Tilda Swinton
(4 of 5)
Ernest is not the only member of the Swinton clan to have anticipated the power of the moving image. (And it is truly a clan--one of Scotland's oldest and most powerful families, descended from Scots King Robert the Bruce and related to the Greystokes of Tarzan legend.) In 1908, Tilda's great-great-uncle Alan Campbell-Swinton set out his theory of "distant electric vision"--the idea of broadcasting images to a remote screen. It would be nearly two decades before another Scot, John Logie Baird, demonstrated his invention based on Campbell-Swinton's theories: television.

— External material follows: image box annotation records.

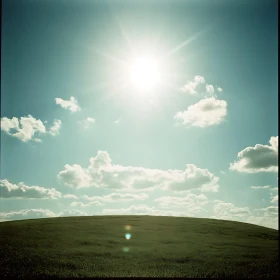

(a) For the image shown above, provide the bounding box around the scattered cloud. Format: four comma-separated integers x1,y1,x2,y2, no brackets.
57,151,219,191
173,97,227,127
79,117,95,128
0,179,61,199
70,193,149,207
251,186,269,189
0,209,56,222
55,96,81,113
102,205,184,217
114,118,121,125
63,194,78,199
57,209,88,217
49,120,61,136
181,76,205,95
213,200,251,220
1,115,61,142
70,201,103,207
205,84,215,95
0,209,87,222
84,193,149,203
229,136,278,173
154,193,208,214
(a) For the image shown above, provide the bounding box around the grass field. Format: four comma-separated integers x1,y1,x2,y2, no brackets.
0,216,279,278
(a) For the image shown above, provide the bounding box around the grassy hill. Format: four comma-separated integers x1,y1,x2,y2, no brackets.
0,216,279,278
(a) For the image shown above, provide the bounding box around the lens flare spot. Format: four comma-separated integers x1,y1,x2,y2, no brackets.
123,247,129,253
125,233,131,239
124,225,131,231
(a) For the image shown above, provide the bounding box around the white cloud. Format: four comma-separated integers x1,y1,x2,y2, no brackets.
57,209,88,217
57,151,219,191
70,193,149,207
80,117,95,128
70,201,103,207
0,179,61,199
1,115,46,142
0,209,87,222
49,120,61,136
63,194,78,199
251,186,269,189
181,76,205,95
0,209,56,222
154,193,208,214
55,96,81,113
173,97,227,127
205,84,215,95
229,136,278,173
1,115,61,142
213,201,251,220
84,193,149,203
102,205,184,217
114,118,121,125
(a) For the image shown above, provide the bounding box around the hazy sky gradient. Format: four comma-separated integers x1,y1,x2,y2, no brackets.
0,0,278,228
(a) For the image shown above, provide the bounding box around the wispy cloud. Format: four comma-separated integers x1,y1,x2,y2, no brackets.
0,208,88,222
1,115,61,142
173,97,227,128
114,118,121,125
79,117,95,128
181,76,205,95
0,179,61,199
251,186,269,189
55,96,81,113
63,194,78,199
229,136,278,173
57,151,219,191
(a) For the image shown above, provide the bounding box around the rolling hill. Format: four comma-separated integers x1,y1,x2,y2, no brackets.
0,216,279,278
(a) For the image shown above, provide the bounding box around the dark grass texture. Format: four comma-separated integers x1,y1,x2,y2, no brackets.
0,216,279,278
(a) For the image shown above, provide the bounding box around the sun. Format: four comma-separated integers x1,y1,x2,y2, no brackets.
130,57,160,92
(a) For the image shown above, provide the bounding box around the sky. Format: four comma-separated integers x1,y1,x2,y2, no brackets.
0,0,278,229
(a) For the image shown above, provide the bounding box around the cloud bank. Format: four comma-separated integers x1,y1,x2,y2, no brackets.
173,97,227,128
229,136,278,173
1,115,61,142
0,179,61,199
55,96,81,113
57,151,219,191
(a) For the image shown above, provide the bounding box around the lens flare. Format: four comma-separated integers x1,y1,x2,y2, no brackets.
124,225,131,231
123,247,129,253
125,233,131,240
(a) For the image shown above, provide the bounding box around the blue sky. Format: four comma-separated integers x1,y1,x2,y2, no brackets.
0,0,278,228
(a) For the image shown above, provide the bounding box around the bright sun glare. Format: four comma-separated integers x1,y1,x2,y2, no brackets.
130,57,160,91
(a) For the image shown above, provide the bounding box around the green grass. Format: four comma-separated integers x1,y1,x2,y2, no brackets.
0,216,279,278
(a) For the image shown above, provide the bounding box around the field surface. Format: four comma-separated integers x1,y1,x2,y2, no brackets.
0,216,279,278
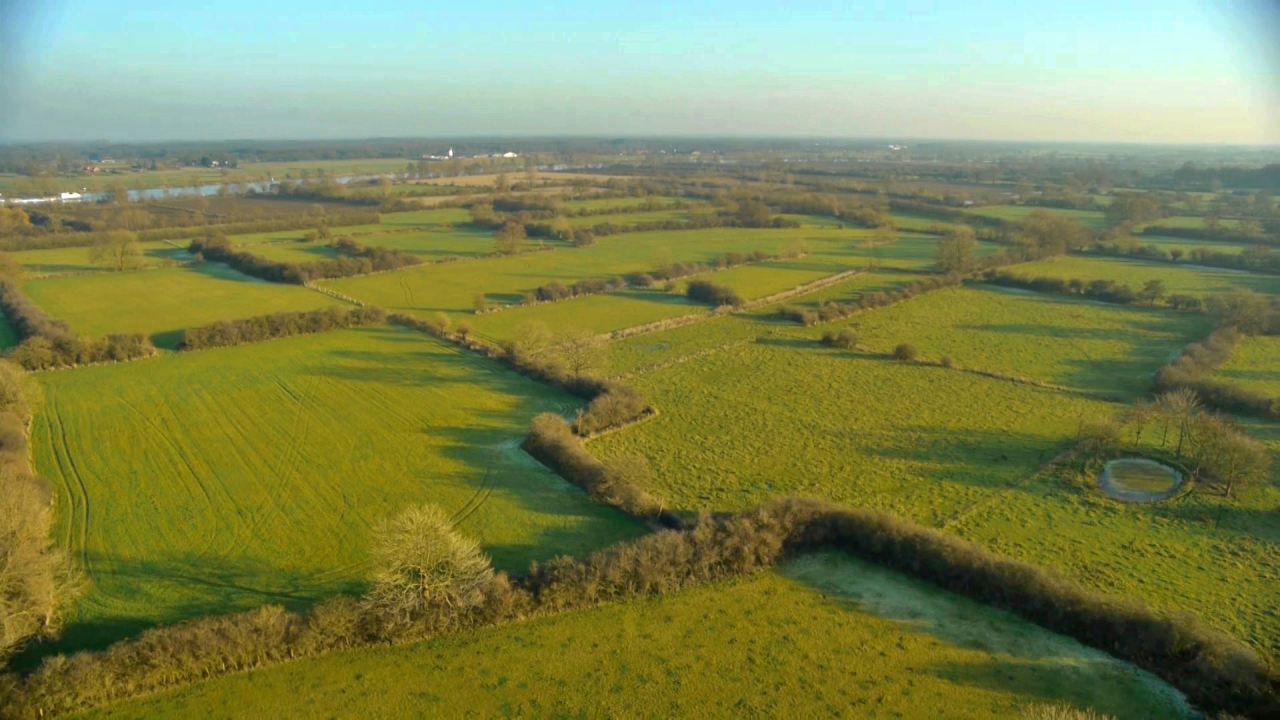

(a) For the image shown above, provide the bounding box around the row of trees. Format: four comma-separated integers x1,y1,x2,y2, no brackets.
1083,387,1271,497
0,491,1280,720
525,251,778,304
188,234,422,284
0,361,78,666
178,306,387,350
685,281,745,307
1156,325,1280,419
778,274,964,325
0,278,156,370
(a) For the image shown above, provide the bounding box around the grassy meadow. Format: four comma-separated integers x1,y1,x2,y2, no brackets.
969,205,1110,231
590,301,1280,655
1213,336,1280,398
74,555,1192,720
35,327,641,647
1007,255,1280,297
23,263,342,347
9,240,191,277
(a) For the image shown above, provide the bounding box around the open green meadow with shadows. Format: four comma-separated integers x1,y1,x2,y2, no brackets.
33,327,643,647
23,263,342,347
74,553,1193,719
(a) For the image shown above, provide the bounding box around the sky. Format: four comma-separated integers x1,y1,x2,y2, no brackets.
0,0,1280,145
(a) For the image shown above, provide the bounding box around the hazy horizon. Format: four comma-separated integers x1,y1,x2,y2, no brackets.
0,0,1280,146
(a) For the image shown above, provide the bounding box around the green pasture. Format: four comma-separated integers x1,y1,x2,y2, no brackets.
9,240,191,275
590,308,1280,655
1006,255,1280,297
829,287,1212,400
968,205,1110,231
80,555,1193,719
471,290,710,342
33,327,643,648
1213,336,1280,398
23,263,340,347
323,228,861,316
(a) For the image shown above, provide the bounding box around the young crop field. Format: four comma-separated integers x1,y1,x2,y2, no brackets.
24,263,340,347
33,327,641,647
969,205,1110,231
1007,255,1280,297
831,287,1212,400
77,555,1193,719
9,240,191,275
1213,336,1280,398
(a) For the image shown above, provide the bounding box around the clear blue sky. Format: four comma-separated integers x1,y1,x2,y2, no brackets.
0,0,1280,143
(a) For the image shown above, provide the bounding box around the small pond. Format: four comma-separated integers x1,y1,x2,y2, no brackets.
1098,457,1187,502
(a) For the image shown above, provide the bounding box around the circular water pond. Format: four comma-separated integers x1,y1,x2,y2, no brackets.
1098,457,1185,502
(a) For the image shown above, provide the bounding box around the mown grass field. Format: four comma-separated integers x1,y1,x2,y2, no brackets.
23,263,342,347
74,555,1192,719
33,328,641,647
831,287,1212,400
1007,255,1280,297
9,241,191,275
1213,336,1280,398
590,302,1280,656
969,205,1110,231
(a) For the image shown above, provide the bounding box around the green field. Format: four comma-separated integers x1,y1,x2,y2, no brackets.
24,263,339,347
1213,336,1280,398
1006,255,1280,297
323,228,880,316
832,288,1212,400
9,240,191,275
969,205,1110,231
590,302,1280,655
33,328,640,647
80,555,1193,719
476,290,710,342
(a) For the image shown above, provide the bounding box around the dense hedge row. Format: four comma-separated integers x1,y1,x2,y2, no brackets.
0,281,156,370
1091,241,1280,273
982,272,1162,303
178,306,387,350
521,413,680,517
778,274,964,325
1156,327,1280,419
189,234,422,284
387,314,649,434
525,251,778,304
685,281,744,307
0,497,1280,719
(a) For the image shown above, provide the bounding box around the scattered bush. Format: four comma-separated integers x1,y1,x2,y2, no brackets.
822,328,858,350
685,281,742,307
178,302,387,350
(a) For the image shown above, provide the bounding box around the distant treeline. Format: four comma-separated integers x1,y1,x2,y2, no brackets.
0,497,1280,720
188,234,422,284
524,251,778,304
0,211,379,251
0,279,156,370
778,274,964,325
178,306,387,350
1089,240,1280,273
1156,327,1280,419
685,281,744,307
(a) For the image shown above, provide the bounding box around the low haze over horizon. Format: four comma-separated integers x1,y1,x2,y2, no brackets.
0,0,1280,145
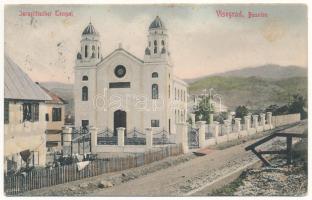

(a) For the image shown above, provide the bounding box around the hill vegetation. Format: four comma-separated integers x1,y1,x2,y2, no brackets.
189,76,308,110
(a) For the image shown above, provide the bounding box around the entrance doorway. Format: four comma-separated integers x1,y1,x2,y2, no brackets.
114,110,127,136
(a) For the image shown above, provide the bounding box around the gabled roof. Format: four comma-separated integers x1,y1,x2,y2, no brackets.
4,55,52,101
36,82,67,104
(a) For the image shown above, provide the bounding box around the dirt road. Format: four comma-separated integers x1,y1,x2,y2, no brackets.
90,120,306,196
21,122,307,196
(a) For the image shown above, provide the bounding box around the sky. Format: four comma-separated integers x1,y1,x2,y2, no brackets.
4,4,308,83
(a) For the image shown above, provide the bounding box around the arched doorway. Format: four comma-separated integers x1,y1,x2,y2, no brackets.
114,110,127,136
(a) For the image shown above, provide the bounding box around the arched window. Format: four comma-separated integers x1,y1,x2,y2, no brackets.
180,110,184,122
82,76,88,81
174,110,178,123
174,88,177,100
85,45,88,58
152,84,158,99
82,86,88,101
168,85,170,99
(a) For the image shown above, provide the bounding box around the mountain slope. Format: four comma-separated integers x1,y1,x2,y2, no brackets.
189,76,308,109
185,64,308,83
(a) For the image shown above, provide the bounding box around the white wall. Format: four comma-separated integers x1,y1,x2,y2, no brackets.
4,100,47,168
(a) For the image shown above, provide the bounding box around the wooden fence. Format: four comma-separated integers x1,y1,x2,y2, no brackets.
4,144,182,196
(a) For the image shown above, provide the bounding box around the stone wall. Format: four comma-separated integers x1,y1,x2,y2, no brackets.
272,113,300,127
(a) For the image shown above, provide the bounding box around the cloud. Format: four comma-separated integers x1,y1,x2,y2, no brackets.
4,4,307,82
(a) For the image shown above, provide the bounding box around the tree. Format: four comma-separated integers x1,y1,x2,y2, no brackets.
235,106,249,120
288,94,308,119
194,97,214,123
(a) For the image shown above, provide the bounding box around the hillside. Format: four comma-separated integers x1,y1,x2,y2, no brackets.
189,76,308,109
185,64,308,83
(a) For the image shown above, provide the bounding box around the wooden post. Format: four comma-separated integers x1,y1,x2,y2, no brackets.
286,136,292,165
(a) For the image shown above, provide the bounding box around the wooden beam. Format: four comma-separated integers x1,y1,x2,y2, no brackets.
251,149,271,166
286,136,292,165
275,133,308,138
258,150,287,155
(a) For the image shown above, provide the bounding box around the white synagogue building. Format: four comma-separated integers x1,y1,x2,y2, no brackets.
74,16,187,134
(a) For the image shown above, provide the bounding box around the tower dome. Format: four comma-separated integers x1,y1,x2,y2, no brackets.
82,22,98,35
149,16,166,29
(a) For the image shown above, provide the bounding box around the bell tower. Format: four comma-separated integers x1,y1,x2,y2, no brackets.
74,22,102,127
144,16,170,62
76,22,102,66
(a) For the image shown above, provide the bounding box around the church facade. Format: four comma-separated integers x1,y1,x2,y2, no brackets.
74,16,187,134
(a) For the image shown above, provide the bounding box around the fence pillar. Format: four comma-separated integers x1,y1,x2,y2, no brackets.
176,123,188,153
244,115,250,130
209,114,213,124
223,119,231,140
228,113,233,124
213,121,220,143
62,126,73,155
191,113,195,128
117,127,125,146
196,121,206,148
260,113,265,126
234,118,241,133
267,112,273,129
89,126,98,154
252,115,258,128
145,128,153,148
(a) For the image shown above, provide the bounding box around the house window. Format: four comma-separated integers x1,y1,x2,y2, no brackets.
151,119,159,127
81,120,89,128
4,101,10,124
152,84,158,99
85,45,88,58
52,108,62,122
82,76,88,81
23,103,39,122
174,88,177,100
82,86,88,101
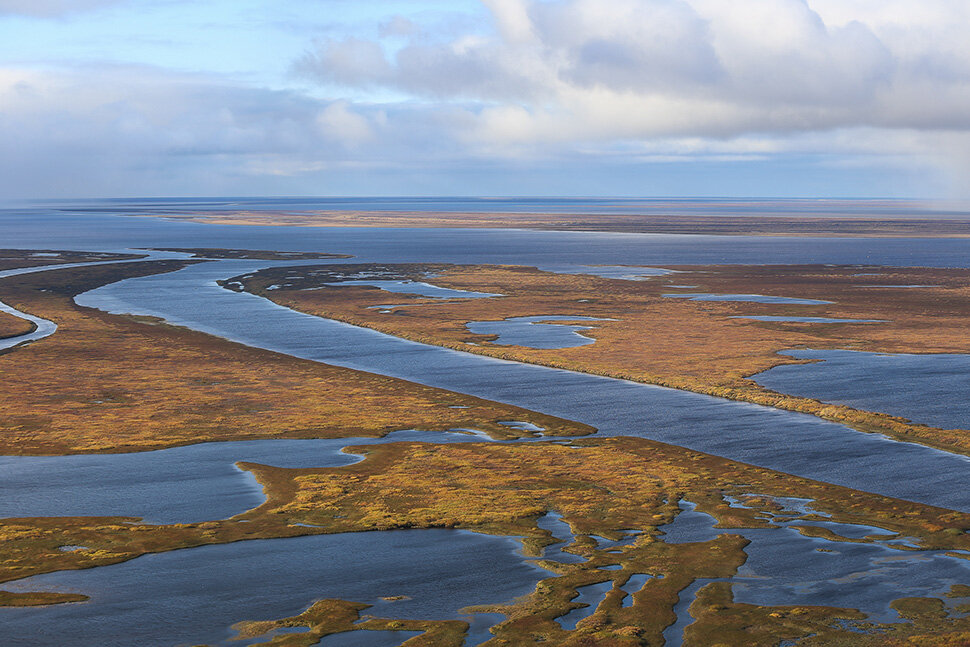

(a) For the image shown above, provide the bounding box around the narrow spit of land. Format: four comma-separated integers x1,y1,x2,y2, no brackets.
225,264,970,454
140,207,970,238
0,252,970,647
0,261,593,455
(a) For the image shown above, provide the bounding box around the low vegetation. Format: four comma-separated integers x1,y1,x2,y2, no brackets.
227,265,970,453
0,312,36,339
136,204,970,238
0,261,593,455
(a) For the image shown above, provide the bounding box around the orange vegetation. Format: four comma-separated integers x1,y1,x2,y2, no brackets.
7,438,970,647
236,265,970,453
0,312,34,339
231,438,970,646
0,263,592,454
136,205,970,238
0,249,144,271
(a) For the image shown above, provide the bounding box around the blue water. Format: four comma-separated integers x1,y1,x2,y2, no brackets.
557,580,613,631
324,279,502,299
0,199,970,645
0,530,551,647
317,631,422,647
751,350,970,429
78,261,970,510
17,196,970,218
0,199,970,269
465,315,606,349
660,501,970,644
731,315,885,323
0,431,500,523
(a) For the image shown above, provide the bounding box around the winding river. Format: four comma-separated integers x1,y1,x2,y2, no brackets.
0,201,970,646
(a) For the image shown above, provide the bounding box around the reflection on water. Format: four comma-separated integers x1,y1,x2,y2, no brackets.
465,315,610,349
0,530,550,647
324,279,502,298
751,350,970,429
557,580,613,631
660,498,970,644
730,315,886,323
77,261,970,510
664,292,832,305
0,431,500,523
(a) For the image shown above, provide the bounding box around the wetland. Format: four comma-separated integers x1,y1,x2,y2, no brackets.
0,200,970,647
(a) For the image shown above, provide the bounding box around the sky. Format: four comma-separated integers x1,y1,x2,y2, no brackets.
0,0,970,199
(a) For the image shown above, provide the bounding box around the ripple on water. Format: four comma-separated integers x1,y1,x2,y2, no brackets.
0,530,550,647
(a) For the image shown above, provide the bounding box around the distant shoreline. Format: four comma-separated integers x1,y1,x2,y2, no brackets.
137,210,970,238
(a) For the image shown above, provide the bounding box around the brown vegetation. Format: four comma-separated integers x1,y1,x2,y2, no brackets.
7,438,970,647
221,438,970,647
147,247,352,261
0,262,593,454
0,312,36,339
0,249,144,271
140,204,970,238
236,265,970,453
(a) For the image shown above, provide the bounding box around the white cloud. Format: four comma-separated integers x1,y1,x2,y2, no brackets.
302,0,970,139
0,0,122,18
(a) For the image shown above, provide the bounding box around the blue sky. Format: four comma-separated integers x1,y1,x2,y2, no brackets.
0,0,970,198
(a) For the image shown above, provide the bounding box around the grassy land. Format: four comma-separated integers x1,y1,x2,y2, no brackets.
0,312,36,339
7,438,970,646
136,208,970,238
223,438,970,646
146,247,352,261
0,249,144,271
0,262,593,455
235,265,970,453
0,262,970,647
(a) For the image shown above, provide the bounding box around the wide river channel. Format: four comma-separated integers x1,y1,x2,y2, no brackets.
0,200,970,647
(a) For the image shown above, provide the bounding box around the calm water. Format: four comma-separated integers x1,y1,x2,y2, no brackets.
465,315,603,348
0,199,970,645
0,530,551,647
660,501,970,644
78,261,970,510
752,350,970,429
0,200,970,273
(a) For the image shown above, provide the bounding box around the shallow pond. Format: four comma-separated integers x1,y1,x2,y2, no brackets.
660,501,970,644
0,431,500,523
77,261,970,510
731,315,886,323
465,315,607,349
664,292,832,305
0,530,551,647
324,279,502,299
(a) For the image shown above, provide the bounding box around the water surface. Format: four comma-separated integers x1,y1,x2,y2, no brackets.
751,350,970,429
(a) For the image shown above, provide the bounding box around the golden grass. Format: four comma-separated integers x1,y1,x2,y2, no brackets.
233,265,970,453
0,438,970,647
0,249,144,271
136,207,970,238
221,438,970,646
0,312,35,339
0,263,592,454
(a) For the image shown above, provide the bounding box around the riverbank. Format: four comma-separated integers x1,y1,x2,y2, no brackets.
233,264,970,454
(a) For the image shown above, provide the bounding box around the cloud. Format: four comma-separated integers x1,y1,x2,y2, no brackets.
0,0,123,18
300,0,970,140
0,0,970,195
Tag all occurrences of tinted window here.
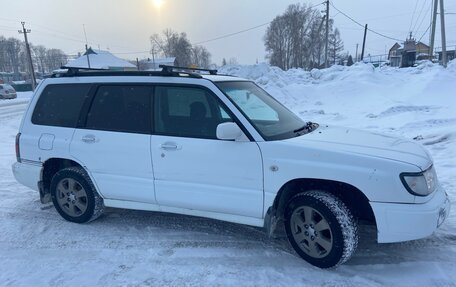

His great-great-niece may have once thought herself a bohemian cuckoo in a starchily conventional nest, but in discussing her illustrious ancestors, Tilda Swinton acknowledges that the truth is more interesting. "I'm not a changeling after all," she says. Photographs of Ernest and Alan attest to a tenacious gene set that's passed on those wide-set Swinton eyes for generations. Fans may even suspect that Swinton--rather like Woolf's Orlando--has survived for hundreds of years, changing sex, ruling Scotland, inventing tanks and TVs and commanding battalions and box office. On Planet Swinton, anything seems possible.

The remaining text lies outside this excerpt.